The Tale Movie Review - A haunting reminiscence
Combined with Fox's analytic approach, the story of The Tale steadily revs up to a devastation that is all the more powerful, as it coolly sheds the cobwebs that have shrouded the actual truth over the years.
U/A: Drama thriller
Dir: Jennifer Fox
Cast: Laura Dern, Elizabeth Debicki, Chelsea Alden
At a time when sexual molestation cases and crimes against women, outing and reportage are on the rise, comes this devastating and deservedly disturbing account of sexual assault by a survivor. The film is based on director Jennifer Fox's personal experience. The Tale, which can be viewed on Hotstar, best epitomises a year dominated incrementally by the Harvey Weinstein scandal and the #MeToo movement. Fox frames this narrative around a story that delineates the presentation of a memory shrouded in layers of romance, guilt, agony and self-loathing, which, when unravelled, finds a form of its own.
Here, Laura Dern plays filmmaker Jennifer Fox. The film begins with Fox's elderly mother (Ellen Burstyn) discovering a story written by her daughter years ago in an English class. The letter, titled The Tale, details the relationship she once had with an older man (Jason Ritter) and a woman (Elizabeth Debicki) at the horse farm where she spent her summers.

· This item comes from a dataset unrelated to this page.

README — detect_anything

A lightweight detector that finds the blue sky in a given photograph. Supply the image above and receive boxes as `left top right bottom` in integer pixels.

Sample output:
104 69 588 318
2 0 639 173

The girl's account is rosy, but her mother is convinced that her daughter was raped and confronts Jennifer, now 48, about it. Having blocked the truth under romantic illusions for so many years, Jennifer resists that definition, and argues that her mother just doesn't understand. But from within herself, she feels the need to unravel the truth behind that nostalgic account. Soon, she becomes obsessed with delving into her past and tracking down the people involved.
The form changes thereafter with the narrative merging into a dialogue questioning the elusive nature of memory. Initially flashy and beautifully represented, Fox's narrative starts getting hazy with contradictory information, and then resolves to something infinitely devastating. The director assuredly guides us through the confusion while preparing us for the eventual decryption of that initial romantic allusion.
The build-up of emotion and rage is subtle, and gains momentum as the reveals get clearer. Dern manages to convey the complex nature of the survivor's psyche with a rare finesse. Combined with Fox's analytic approach, the story steadily revs up to a devastation that is all the more powerful, as it coolly sheds the cobwebs that have shrouded the actual truth over the years.